I was interested in this story about Bart Campolo, the son of Tony Campolo. The father is described as an “influential evangelical leader and author who is famous for having been a spiritual adviser to former President Bill Clinton” but the son now says that he is an agnostic humanist. I suspect that Bart’s deconversion story is mirrored in many people who were once believers, even devout ones, but then lost the faith.
Bart started out following in his father’s footsteps and became a fervent Christian in his teens and began his own ministry and encountered a 9-year old child who had been gang-raped and “who rejected Christianity after her Sunday school teacher said God could have stopped the act but allowed it for a reason.” Bart struggled with this issue and concluded that this was not acceptable and the only way to understand this horrible experience was to conclude that god could not totally control everything that happened.
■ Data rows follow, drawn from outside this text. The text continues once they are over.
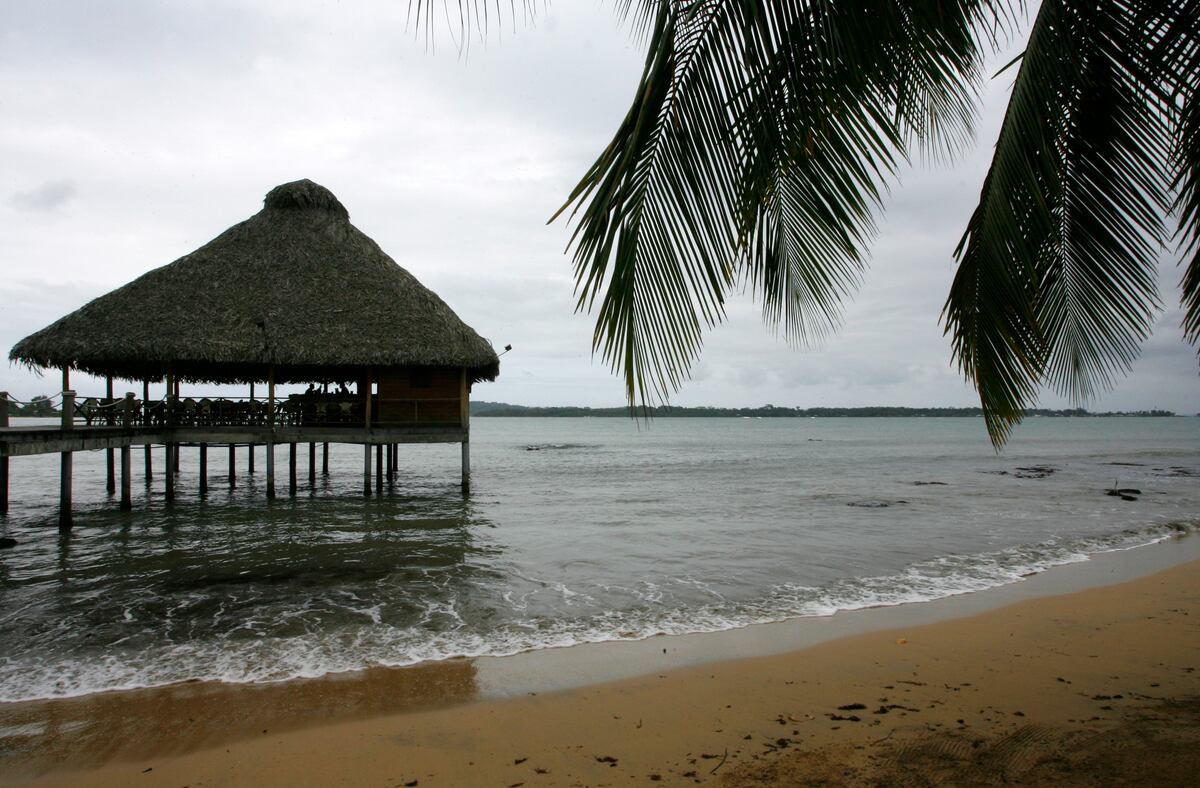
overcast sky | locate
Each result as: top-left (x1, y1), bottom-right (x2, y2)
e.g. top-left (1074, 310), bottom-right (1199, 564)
top-left (0, 0), bottom-right (1200, 413)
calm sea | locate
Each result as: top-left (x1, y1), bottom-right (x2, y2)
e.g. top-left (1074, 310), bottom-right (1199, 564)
top-left (0, 417), bottom-right (1200, 700)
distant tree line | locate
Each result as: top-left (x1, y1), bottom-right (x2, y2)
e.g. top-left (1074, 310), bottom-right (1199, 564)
top-left (470, 402), bottom-right (1175, 419)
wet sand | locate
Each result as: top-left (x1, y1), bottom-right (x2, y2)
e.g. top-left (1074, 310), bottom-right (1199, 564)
top-left (0, 539), bottom-right (1200, 786)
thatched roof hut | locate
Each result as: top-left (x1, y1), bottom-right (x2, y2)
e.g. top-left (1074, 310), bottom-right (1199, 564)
top-left (8, 180), bottom-right (499, 383)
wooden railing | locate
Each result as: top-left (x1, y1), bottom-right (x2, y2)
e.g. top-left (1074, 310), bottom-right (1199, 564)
top-left (62, 395), bottom-right (462, 427)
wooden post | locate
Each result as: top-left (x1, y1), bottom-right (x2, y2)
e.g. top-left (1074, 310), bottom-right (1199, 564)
top-left (458, 367), bottom-right (470, 494)
top-left (376, 444), bottom-right (383, 494)
top-left (266, 365), bottom-right (275, 498)
top-left (0, 391), bottom-right (8, 515)
top-left (163, 371), bottom-right (175, 500)
top-left (174, 378), bottom-right (182, 476)
top-left (308, 441), bottom-right (317, 489)
top-left (121, 391), bottom-right (138, 512)
top-left (246, 384), bottom-right (254, 476)
top-left (200, 444), bottom-right (209, 498)
top-left (59, 388), bottom-right (74, 530)
top-left (142, 380), bottom-right (154, 487)
top-left (362, 367), bottom-right (371, 495)
top-left (288, 440), bottom-right (296, 498)
top-left (104, 375), bottom-right (116, 495)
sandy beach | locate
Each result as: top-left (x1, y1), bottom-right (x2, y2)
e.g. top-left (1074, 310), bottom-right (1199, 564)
top-left (0, 540), bottom-right (1200, 786)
Giving up belief in god’s omnipotence started the slide.
Next he encountered gay roommates in college and decided that they could not be evil whatever the Bible said. So he had abandoned the authority of the Bible too.
The last step was when he could not accept that his nonbeliever friends would suffer in hell for eternity. So he became a universalist who thinks that everyone is saved.
But his triad of heresies made him unwelcome in evangelical circles and led to the final straw.
“I started rejecting the supernatural stuff, the orthodoxy. I no longer believed God does miracles or that Jesus was raised from the dead or that other religions were false,” he said. “My Christianity had died the death of a thousand nicks and cuts.”
But it wasn’t until the biking accident in 2011 that Bart lost whatever remained of his tattered faith. “While recovering, I thought, ‘When this body dies, I think that will be the end of Bart Campolo. I don’t think I will be going anywhere. I don’t believe in eternal life in that way anymore.’”
I suspect that this killing of faith by slowly abandoning one doctrine after another because they are incompatible with one’s values is a very common path to nonbelief.